"I would settle for less f**king tragedy," Jon Stewart said Wednesday night.
After a Staten Island, N.Y., grand jury issued no indictment against police officer Daniel Pantaleo for chokeholding Eric Garner to death, Stewart called the ruling "all harm, no foul," on his "The Daily Show." (Video above and >>here.)
Unlike the shooting of Michael Brown, Garner's death was videotaped. There was no conflicting evidence, Stewart said.
New Yorkers took to the streets Wednesday and Thursday to protest the ruling, chanting "I can't breathe" - Garner's last words - according to a New York Times report. At least 30 protestors were arrested in Manhattan Wednesday afternoon, police said.
Late Wednesday night, a group of 500 marched in downtown New York, according to another NYT report.
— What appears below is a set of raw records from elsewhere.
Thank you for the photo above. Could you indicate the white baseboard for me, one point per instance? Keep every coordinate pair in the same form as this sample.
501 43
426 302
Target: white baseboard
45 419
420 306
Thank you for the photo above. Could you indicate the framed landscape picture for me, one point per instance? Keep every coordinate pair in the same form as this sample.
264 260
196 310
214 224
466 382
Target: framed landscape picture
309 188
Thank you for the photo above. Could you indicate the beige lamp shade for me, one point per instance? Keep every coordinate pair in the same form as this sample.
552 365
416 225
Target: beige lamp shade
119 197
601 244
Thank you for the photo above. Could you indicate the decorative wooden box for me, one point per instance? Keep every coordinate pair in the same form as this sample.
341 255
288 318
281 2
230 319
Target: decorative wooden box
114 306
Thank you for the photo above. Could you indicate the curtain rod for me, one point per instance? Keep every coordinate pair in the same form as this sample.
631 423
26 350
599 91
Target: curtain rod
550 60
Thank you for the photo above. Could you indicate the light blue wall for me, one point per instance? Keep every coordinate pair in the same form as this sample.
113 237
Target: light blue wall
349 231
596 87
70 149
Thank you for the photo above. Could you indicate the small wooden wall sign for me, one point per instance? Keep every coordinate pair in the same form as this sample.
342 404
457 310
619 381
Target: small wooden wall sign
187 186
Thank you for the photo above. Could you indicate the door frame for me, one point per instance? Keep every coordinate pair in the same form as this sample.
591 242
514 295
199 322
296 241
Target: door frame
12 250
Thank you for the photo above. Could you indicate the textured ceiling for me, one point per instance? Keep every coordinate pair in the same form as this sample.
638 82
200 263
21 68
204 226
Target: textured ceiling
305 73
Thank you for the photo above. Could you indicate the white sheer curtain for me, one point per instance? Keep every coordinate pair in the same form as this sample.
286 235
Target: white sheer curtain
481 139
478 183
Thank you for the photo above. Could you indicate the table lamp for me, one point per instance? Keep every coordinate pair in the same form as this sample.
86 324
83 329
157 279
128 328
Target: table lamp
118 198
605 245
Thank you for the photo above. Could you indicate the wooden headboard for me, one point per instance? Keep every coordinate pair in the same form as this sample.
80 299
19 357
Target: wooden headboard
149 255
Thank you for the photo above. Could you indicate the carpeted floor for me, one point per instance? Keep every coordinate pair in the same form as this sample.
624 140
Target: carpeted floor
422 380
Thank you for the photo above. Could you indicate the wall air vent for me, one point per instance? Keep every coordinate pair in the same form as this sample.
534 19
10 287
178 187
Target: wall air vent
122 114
Thursday, shortly after midnight eastern time, hundreds of protestors marched across the Brooklyn Bridge.
The U.S. Justice Department will investigate to see if Garner's riots were violated, according to the Chicago Tribune.
In an editorial, The New York Times seems to agree with Stewart's assessment: The grand jury probably saw the same video displayed media coverage of the event. "The imbalance between Mr. Garner's fate ... is grotesque and outrageous," the editorial board wrote.
Yet the grand jury was especially unlikely to indict in this case, according to a FiveThirtyEight report. Staten Island residents, who made up the jury, are particularly sympathetic to the New York Police Department relative to other parts of the city. Citing an average of Quinnipiac University polls in August and November, only 41 percent of Staten Island residents were in favor of charges against officer Pantaleo compared with 64 percent citywide. Had the trial been in another part of New York City, the report states, the juror pool might have been less favorable to the NYPD.